University Press of Mississippi
I'm more than a bit jealous of anyone who got to take a college course on graphic novels, because that sounds like one fun elective. The coolest class I ever got to take at the University of Oklahoma was on Alfred Hitchcock. As much as I admire the master of suspense, I would've rather studied "Master Race," the legendary Holocaust shocker from EC Comics' 1955 debut issue of "Impact."
That influential piece merits an entire chapter of "A Comics Studies Reader," a University Press of Mississippi essay collection on "the form, craft, history, and significance of the comics," edited by Jeet Heer and Kent Worcester. Since academics has helped legitimize comics as an art form to be taken seriously, it only makes sense that an entire book of scholarly entries put illustrated fiction under the microscope, including Chris Ware and Art Spiegelman. It very well could serve as the required-reading textbook for that course I never had the opportunity to ace.
Kicking off the anthology of 28 essays is France-based comics historian Thierry Groensteen, who asks " despite plenty of evidence to the contrary " why so much of the mainstream refuses to see comics other than disposable, lowest-common-denominator kids' stuff. "In short, comic art, has nothing left to prove," he argues. "If its validity as an art form appears self-evident, it is curious that the legitimizing authorities (universities, museums, the media) still regularly charge it with being infantile, vulgar, or insignificant.
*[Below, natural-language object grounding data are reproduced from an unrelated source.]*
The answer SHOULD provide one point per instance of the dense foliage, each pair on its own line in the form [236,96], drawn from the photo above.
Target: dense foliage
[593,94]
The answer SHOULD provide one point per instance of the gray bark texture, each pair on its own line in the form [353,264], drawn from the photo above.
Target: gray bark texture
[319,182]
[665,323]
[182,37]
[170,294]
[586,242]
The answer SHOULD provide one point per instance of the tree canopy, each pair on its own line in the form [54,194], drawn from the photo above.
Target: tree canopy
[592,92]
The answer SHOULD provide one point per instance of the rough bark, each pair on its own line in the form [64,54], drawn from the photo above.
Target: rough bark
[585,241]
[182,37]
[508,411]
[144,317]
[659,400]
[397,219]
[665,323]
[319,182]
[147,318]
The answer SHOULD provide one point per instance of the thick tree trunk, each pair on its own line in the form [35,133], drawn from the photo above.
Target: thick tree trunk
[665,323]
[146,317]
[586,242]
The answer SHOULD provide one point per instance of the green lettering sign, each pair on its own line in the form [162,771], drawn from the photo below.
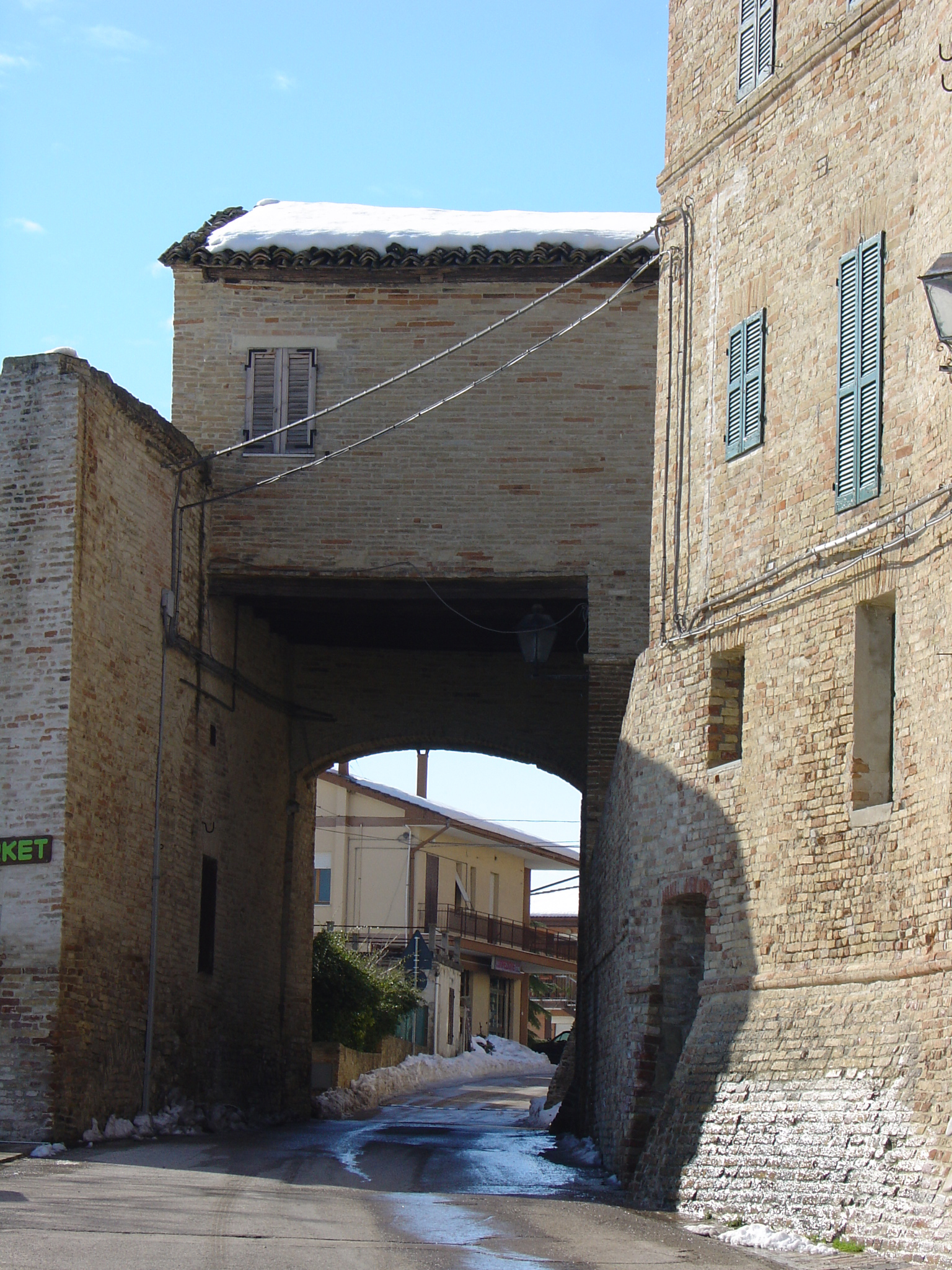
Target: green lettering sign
[18,850]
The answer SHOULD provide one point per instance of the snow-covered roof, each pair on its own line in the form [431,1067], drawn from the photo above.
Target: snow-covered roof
[301,226]
[565,858]
[291,235]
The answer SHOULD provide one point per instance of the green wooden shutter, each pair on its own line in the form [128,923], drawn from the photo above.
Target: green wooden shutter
[735,391]
[746,385]
[747,47]
[860,374]
[754,331]
[764,40]
[870,370]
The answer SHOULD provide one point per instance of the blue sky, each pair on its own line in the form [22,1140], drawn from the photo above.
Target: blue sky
[125,126]
[495,789]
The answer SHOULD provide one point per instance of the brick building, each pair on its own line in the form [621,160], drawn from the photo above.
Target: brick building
[777,826]
[366,605]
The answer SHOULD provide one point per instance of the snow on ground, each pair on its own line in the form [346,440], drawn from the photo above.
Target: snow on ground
[300,226]
[540,1116]
[579,1151]
[421,1071]
[758,1236]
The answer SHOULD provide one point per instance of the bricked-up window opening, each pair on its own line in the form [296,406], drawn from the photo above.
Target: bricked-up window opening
[281,386]
[754,43]
[681,970]
[725,708]
[874,694]
[746,385]
[206,915]
[860,374]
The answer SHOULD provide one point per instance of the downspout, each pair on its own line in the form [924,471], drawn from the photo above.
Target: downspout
[169,615]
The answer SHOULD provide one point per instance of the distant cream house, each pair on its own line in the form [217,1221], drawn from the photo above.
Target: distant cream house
[387,864]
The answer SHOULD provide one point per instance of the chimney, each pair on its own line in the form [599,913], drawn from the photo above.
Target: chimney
[421,761]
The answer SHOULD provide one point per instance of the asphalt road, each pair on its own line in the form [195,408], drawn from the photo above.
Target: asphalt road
[447,1180]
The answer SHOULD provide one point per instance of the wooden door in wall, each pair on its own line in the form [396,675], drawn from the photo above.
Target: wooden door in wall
[500,995]
[432,893]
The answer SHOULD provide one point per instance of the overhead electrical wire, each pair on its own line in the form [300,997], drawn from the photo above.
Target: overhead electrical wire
[426,362]
[894,544]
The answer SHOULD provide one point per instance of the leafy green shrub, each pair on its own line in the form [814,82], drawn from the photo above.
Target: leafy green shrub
[845,1244]
[355,1000]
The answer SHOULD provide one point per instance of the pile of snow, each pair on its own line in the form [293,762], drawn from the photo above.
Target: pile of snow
[178,1117]
[47,1150]
[374,1089]
[300,226]
[758,1236]
[540,1116]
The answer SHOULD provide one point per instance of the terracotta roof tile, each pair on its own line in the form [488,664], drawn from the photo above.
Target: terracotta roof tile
[192,251]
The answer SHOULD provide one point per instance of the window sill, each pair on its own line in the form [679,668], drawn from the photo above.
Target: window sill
[724,770]
[291,455]
[863,815]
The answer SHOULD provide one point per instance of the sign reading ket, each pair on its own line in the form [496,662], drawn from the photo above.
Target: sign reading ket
[24,851]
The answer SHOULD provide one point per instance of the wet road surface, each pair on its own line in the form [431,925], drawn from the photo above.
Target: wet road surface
[446,1180]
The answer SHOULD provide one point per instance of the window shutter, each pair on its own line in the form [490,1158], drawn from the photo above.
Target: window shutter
[860,374]
[747,46]
[746,385]
[300,398]
[735,391]
[764,40]
[870,367]
[754,379]
[262,398]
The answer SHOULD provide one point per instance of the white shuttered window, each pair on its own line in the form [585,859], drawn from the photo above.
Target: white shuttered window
[280,389]
[754,43]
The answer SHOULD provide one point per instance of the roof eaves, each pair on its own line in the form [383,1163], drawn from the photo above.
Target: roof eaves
[192,251]
[437,814]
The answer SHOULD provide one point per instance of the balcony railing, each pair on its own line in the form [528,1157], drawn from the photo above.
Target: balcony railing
[484,929]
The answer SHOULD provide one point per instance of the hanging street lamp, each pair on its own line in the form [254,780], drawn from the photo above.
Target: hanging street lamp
[937,281]
[536,636]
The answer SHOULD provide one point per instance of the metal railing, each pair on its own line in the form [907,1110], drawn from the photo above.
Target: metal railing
[485,929]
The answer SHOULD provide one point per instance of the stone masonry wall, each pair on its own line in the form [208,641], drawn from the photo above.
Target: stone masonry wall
[813,1090]
[242,1033]
[542,473]
[38,461]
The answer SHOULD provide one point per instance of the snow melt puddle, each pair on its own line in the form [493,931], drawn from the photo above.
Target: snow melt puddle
[350,1146]
[438,1221]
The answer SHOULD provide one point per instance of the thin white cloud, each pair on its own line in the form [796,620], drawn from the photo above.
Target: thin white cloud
[27,226]
[116,40]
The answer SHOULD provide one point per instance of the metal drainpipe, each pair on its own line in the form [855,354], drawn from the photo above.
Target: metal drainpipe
[168,607]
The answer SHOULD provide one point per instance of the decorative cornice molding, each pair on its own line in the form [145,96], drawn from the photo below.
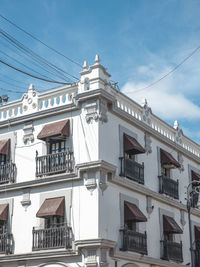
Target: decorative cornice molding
[100,243]
[38,256]
[127,117]
[131,256]
[134,186]
[39,182]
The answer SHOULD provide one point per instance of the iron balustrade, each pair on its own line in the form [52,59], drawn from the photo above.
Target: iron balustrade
[168,186]
[54,163]
[196,253]
[134,241]
[5,243]
[132,170]
[7,173]
[197,257]
[57,236]
[171,251]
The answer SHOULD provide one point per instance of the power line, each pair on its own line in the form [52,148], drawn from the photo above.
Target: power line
[31,75]
[34,56]
[35,38]
[11,91]
[170,72]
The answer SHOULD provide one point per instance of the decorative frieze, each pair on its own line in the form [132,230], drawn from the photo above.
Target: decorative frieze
[182,217]
[178,133]
[103,181]
[91,258]
[96,110]
[28,132]
[181,160]
[149,206]
[26,198]
[146,112]
[90,180]
[148,141]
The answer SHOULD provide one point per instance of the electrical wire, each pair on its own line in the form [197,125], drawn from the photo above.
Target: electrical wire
[31,75]
[35,38]
[12,84]
[170,72]
[25,65]
[33,55]
[12,91]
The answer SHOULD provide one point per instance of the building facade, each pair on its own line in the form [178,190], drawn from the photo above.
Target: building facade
[90,178]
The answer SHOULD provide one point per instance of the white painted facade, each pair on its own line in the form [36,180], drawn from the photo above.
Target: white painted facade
[94,191]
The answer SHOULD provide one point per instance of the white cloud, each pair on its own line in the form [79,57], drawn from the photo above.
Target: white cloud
[169,99]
This as if the whole of the genre were to be lowered to the level of its most mediocre products " and its most remarkable incarnations ignored."
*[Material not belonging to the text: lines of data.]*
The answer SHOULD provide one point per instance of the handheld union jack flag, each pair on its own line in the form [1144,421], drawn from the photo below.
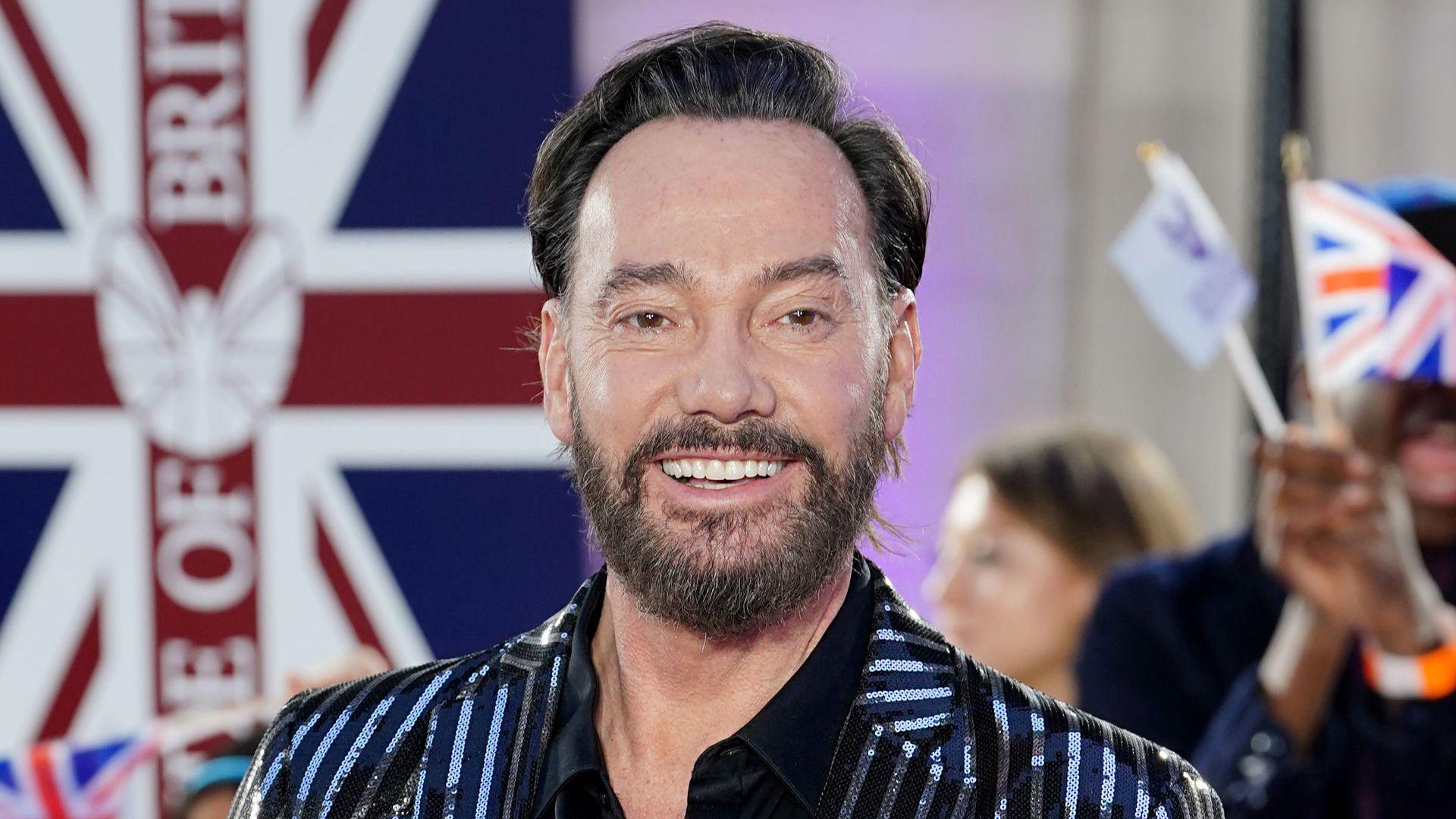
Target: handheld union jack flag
[57,780]
[1378,299]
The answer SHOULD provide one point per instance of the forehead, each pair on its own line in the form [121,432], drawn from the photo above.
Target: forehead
[721,197]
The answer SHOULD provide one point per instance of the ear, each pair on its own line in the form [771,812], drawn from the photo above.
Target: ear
[551,354]
[905,359]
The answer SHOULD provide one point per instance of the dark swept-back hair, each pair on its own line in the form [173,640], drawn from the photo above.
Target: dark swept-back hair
[727,72]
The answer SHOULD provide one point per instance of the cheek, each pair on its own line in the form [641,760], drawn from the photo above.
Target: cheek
[618,397]
[829,395]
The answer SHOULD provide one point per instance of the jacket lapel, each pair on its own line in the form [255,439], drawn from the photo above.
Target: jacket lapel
[906,748]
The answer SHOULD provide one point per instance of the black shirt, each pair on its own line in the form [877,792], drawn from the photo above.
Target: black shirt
[770,768]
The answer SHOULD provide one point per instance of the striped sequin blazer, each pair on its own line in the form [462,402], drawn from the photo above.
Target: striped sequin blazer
[930,733]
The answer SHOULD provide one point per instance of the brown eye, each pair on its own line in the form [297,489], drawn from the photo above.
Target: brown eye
[648,321]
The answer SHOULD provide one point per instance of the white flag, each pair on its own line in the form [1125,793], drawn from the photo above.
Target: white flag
[1181,262]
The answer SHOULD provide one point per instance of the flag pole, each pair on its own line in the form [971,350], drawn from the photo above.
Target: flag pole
[1237,346]
[1294,153]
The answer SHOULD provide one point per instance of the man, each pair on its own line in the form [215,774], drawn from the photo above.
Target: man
[728,353]
[1341,704]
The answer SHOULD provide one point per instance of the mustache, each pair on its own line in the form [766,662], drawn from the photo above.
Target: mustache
[756,435]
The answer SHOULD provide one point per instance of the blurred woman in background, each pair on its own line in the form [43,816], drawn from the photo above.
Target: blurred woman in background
[1031,529]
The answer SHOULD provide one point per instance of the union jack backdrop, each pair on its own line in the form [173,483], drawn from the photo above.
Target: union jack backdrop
[261,394]
[1379,300]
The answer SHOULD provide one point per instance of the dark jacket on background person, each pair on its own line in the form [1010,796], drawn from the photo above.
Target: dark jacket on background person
[1172,651]
[928,733]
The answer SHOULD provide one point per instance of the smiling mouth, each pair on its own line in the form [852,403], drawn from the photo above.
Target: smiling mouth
[712,474]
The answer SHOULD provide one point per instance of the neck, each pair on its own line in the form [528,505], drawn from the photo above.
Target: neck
[667,694]
[1060,682]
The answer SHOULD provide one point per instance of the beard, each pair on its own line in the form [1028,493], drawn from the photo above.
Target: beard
[728,573]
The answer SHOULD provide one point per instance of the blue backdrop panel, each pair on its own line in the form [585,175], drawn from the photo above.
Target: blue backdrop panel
[457,146]
[27,499]
[24,205]
[479,554]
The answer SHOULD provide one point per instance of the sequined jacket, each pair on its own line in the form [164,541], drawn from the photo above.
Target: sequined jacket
[930,733]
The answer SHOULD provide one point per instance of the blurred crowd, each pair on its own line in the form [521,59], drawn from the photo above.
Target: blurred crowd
[1305,665]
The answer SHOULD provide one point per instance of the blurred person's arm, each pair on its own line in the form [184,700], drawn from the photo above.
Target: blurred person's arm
[1340,537]
[1147,665]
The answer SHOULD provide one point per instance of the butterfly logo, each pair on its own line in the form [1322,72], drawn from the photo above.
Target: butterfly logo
[199,368]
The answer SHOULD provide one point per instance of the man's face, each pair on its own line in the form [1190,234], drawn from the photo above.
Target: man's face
[726,366]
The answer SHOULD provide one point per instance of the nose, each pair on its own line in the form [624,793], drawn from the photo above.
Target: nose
[726,378]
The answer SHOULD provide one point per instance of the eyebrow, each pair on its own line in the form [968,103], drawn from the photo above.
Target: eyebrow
[810,267]
[631,276]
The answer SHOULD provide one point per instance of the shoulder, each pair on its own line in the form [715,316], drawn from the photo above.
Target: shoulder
[982,742]
[372,741]
[1078,761]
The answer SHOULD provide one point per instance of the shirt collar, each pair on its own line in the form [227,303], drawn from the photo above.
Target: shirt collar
[795,733]
[574,748]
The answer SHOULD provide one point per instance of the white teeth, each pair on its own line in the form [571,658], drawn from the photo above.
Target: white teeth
[721,471]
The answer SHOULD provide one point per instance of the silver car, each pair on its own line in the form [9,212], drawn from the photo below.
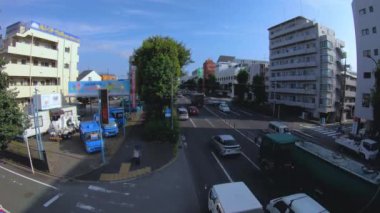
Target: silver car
[226,145]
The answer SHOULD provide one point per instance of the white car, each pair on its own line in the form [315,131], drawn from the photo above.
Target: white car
[226,145]
[183,114]
[224,107]
[297,203]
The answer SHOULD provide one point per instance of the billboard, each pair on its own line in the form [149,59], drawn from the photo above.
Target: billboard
[91,88]
[48,101]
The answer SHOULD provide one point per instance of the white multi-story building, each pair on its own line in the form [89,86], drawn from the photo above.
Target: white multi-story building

How did it get this way? Psychiatrist Fredric Wertham's crusade against comics in the 1950s certainly did more damage than anyone else, claiming " with no facts to back him up " that reading them encouraged kids to kill and dope up, and that Batman and Robin were gay. Thanks to this "Reader," fans may peruse " likely for the first time " an excerpt from his anti-comics screed, "Seduction of the Innocent." He comes off like a crackpot, noting that we should be thankful Superman's chest insignia only sports one "S" instead of two! (More of Wertham's witch hunt is explored in the next chapter, as Amy Kiste Nyberg discusses "William Gaines and the Battle of EC Comics.")
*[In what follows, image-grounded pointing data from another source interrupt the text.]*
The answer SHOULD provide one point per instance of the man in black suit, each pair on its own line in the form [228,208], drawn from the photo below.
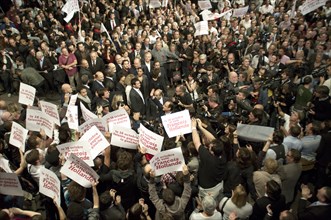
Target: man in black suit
[137,100]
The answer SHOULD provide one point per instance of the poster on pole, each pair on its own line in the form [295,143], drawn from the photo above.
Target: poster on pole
[18,136]
[168,161]
[50,185]
[178,123]
[78,170]
[26,94]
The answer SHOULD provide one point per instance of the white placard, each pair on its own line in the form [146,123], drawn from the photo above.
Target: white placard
[150,140]
[26,94]
[168,161]
[79,171]
[50,185]
[124,137]
[96,140]
[36,120]
[79,148]
[18,136]
[178,123]
[10,185]
[50,110]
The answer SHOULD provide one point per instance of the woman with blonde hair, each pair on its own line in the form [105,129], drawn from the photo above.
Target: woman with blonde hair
[237,203]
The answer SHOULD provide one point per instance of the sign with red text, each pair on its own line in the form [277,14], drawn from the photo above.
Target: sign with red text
[98,122]
[117,118]
[50,110]
[167,161]
[79,171]
[178,123]
[50,185]
[79,148]
[26,94]
[97,142]
[124,137]
[150,140]
[36,120]
[10,185]
[18,136]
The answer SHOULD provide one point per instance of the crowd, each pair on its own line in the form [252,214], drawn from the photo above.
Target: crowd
[269,68]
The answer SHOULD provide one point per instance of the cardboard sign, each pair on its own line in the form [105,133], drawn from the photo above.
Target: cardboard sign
[50,110]
[10,185]
[26,94]
[96,140]
[124,137]
[79,148]
[167,161]
[117,118]
[79,171]
[36,120]
[178,123]
[18,136]
[150,140]
[50,185]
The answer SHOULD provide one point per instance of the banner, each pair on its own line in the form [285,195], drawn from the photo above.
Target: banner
[96,140]
[124,137]
[50,185]
[167,161]
[10,185]
[117,118]
[178,123]
[79,148]
[36,120]
[18,136]
[50,110]
[79,171]
[150,140]
[26,94]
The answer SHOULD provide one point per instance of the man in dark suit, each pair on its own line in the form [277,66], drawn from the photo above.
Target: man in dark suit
[137,100]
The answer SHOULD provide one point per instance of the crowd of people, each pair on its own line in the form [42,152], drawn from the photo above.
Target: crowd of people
[269,68]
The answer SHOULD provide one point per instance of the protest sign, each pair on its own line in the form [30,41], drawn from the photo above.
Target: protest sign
[240,12]
[150,140]
[177,123]
[201,28]
[79,148]
[117,118]
[96,141]
[204,5]
[50,110]
[50,185]
[10,185]
[78,170]
[167,161]
[254,132]
[26,94]
[18,136]
[124,137]
[36,120]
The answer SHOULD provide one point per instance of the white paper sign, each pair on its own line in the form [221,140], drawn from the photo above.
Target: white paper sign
[79,148]
[96,141]
[78,170]
[26,94]
[168,161]
[178,123]
[10,185]
[50,185]
[124,137]
[36,120]
[117,118]
[18,136]
[50,110]
[201,28]
[150,140]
The book does more than chronicle comics' bad reputation, however. For example, M. Thomas Inge presents interesting parallels between "Peanuts" creator Charles M. Schulz and "The Great Gatsby" author F. Scott Fitzgerald in "Two Boys from the Twin Cities." Robert S. Petersen wonders why sound effects are so important in Japanese comics in "The Acoustics of Manga" (it has to do with Japan having a wider range of onomatopoeic expressions than most countries). And who knew there was a science to panel numeration? Joseph Witek, apparently, in "The Arrow and the Grid."